Billy Frank Jr. Nisqually National Wildlife Refuge. Photo credit: Chase Nuuhiwa.

The Billy Frank Jr. Nisqually National Wildlife Refuge encompasses more than 4,500 acres around the Nisqually River Delta, where the Nisqually River, fed by glacial meltwater from the slopes of Mount Rainier, flows into South Puget Sound. The refuge contains the estuarine areas where the Nisqually River and McAllister Creek meet Puget Sound, saltwater and freshwater marshes, grasslands, mudflats, and forests. These habitats support salmon species and forage fish; waterfowl, songbirds, raptors, and shorebirds; snakes, newts, and frogs; and mammals like beavers, coyotes, deer, otters, and minks.

Easily accessible from Seattle, Tacoma, and Olympia, the refuge’s varied and beautiful landscape and abundant wildlife viewing opportunities draw more than 200,000 visitors to the refuge each year, including about 10,000 students. Among those visitors are hundreds of people who come to the refuge to hunt geese, ducks, and other waterfowl during the fall and winter hunting seasons.

Not everyone knows that National Wildlife Refuges allow both hunting and fishing within their grounds, but both those activities are key for the refuge system. Glynnis Nakai, refuge manager for the Billy Frank Jr. Nisqually National Wildlife Refuge, explained that there are six priority public uses on refuges. “The National Wildlife Refuge System Improvement Act of 1997 identified priority wildlife-dependent uses, which are hunting, fishing, wildlife observation, wildlife and landscape photography, environmental education, and interpretation.”

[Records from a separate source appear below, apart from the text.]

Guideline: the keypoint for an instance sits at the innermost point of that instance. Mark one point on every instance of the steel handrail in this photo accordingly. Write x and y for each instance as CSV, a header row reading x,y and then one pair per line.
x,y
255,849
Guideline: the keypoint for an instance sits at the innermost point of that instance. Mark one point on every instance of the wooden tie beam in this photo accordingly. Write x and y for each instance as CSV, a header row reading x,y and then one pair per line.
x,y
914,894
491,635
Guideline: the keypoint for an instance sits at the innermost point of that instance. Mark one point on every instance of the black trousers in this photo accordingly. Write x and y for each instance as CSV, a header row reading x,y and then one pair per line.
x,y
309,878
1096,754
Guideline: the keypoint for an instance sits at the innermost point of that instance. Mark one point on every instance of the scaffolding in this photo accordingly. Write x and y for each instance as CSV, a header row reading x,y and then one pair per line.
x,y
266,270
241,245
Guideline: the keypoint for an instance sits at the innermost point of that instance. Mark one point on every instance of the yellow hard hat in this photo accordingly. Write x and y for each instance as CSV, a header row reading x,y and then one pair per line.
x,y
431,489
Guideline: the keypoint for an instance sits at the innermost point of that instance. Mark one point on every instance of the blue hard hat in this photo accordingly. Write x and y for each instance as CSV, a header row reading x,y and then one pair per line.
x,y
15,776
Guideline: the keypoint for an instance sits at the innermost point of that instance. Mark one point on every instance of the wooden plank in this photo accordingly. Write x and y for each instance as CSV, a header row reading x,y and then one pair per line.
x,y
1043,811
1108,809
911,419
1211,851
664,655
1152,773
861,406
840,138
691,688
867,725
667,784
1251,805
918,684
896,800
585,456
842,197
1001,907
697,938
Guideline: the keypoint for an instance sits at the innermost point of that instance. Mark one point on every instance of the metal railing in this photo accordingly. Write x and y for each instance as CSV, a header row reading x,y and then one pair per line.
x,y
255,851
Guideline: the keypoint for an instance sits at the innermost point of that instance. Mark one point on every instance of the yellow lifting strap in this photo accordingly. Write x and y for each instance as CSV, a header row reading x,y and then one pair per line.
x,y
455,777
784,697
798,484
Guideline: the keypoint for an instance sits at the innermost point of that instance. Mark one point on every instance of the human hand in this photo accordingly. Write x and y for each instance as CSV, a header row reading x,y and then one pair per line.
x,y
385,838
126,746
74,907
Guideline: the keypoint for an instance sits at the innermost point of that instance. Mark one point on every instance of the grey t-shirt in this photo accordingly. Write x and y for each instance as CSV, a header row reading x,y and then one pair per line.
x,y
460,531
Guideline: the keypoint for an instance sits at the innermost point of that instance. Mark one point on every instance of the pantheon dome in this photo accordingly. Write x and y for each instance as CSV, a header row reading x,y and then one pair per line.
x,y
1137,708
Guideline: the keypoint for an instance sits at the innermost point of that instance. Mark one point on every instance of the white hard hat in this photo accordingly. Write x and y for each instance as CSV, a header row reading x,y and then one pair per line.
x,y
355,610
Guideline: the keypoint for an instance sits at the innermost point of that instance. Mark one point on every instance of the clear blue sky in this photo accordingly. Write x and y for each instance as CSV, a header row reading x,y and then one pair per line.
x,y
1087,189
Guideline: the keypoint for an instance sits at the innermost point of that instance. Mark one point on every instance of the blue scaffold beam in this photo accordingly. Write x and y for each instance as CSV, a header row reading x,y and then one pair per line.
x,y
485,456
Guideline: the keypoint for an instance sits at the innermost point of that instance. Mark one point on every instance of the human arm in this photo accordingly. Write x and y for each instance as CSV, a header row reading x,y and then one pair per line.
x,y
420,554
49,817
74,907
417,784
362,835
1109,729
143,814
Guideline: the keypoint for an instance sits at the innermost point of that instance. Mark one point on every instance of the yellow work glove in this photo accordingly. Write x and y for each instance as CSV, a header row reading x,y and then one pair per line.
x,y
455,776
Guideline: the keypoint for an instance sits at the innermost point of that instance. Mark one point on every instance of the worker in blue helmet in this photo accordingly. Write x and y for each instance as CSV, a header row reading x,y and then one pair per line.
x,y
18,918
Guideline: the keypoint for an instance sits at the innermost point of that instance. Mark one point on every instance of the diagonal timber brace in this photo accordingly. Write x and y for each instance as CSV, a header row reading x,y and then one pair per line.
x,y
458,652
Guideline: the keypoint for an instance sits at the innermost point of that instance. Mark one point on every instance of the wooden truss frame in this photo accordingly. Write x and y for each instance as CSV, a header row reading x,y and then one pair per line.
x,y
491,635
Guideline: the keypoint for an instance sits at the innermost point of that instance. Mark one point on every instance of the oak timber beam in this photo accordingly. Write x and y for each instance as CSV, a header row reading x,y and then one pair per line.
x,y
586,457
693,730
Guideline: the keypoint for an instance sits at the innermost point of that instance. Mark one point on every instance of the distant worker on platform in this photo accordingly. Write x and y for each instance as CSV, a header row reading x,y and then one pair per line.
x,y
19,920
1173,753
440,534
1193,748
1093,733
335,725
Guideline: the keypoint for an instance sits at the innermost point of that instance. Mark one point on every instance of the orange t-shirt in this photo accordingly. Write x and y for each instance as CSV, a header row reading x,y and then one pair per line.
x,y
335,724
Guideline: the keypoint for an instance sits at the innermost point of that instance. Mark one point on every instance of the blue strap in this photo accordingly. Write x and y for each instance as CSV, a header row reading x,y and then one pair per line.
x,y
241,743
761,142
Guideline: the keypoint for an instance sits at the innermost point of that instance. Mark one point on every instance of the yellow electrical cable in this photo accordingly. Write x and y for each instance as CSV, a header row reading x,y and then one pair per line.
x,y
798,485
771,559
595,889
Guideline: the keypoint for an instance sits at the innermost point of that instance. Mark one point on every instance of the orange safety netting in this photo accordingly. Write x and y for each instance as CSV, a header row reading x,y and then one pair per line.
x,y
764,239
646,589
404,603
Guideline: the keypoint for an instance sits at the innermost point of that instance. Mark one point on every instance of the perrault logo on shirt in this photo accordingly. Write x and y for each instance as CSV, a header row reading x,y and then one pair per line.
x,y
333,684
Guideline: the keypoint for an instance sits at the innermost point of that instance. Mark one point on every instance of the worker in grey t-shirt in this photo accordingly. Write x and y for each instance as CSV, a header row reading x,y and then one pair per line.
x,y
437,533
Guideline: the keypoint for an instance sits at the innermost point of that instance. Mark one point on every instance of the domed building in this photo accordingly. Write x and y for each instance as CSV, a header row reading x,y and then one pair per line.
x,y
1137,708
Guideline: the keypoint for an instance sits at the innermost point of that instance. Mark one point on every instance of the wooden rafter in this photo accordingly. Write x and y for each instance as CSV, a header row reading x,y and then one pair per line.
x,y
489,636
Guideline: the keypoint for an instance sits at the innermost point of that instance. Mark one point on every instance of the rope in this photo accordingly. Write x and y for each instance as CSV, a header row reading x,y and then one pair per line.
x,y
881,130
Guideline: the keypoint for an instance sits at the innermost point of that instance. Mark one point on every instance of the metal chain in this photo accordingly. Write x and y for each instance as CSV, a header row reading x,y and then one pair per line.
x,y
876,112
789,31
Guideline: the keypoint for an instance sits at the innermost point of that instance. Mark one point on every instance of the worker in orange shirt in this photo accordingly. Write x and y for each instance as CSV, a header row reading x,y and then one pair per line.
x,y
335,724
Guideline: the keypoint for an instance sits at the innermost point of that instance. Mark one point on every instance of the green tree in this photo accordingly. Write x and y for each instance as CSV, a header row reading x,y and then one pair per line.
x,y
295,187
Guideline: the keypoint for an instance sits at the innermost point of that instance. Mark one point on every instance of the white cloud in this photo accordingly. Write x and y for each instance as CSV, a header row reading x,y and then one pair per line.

During the 2020-2021 season, the refuge expanded the area where hunting is permitted, opening more than 1,100 acres of waters and tideland for waterfowl hunting. Nakai explained that the expansion was part of an initiative to attract more hunters to the refuge from surrounding areas.  “Hunting is like a cultural activity,” said Nakai. “In the sense that there are a number of families that grew up hunting and it’s passed down from generation to generation. That’s part of the groundwork as to why we provide waterfowl hunting on the refuge.”

Why hunting and fishing are important for refuges

President Theodore Roosevelt created what would become the first national wildlife refuge in 1903, when by executive order, he named Pelican Island—a mangrove island in Florida where brown pelicans and other birds nested—a federal bird reservation. Later refuges were created by additional executive orders, land purchases, or legislative action by Congress.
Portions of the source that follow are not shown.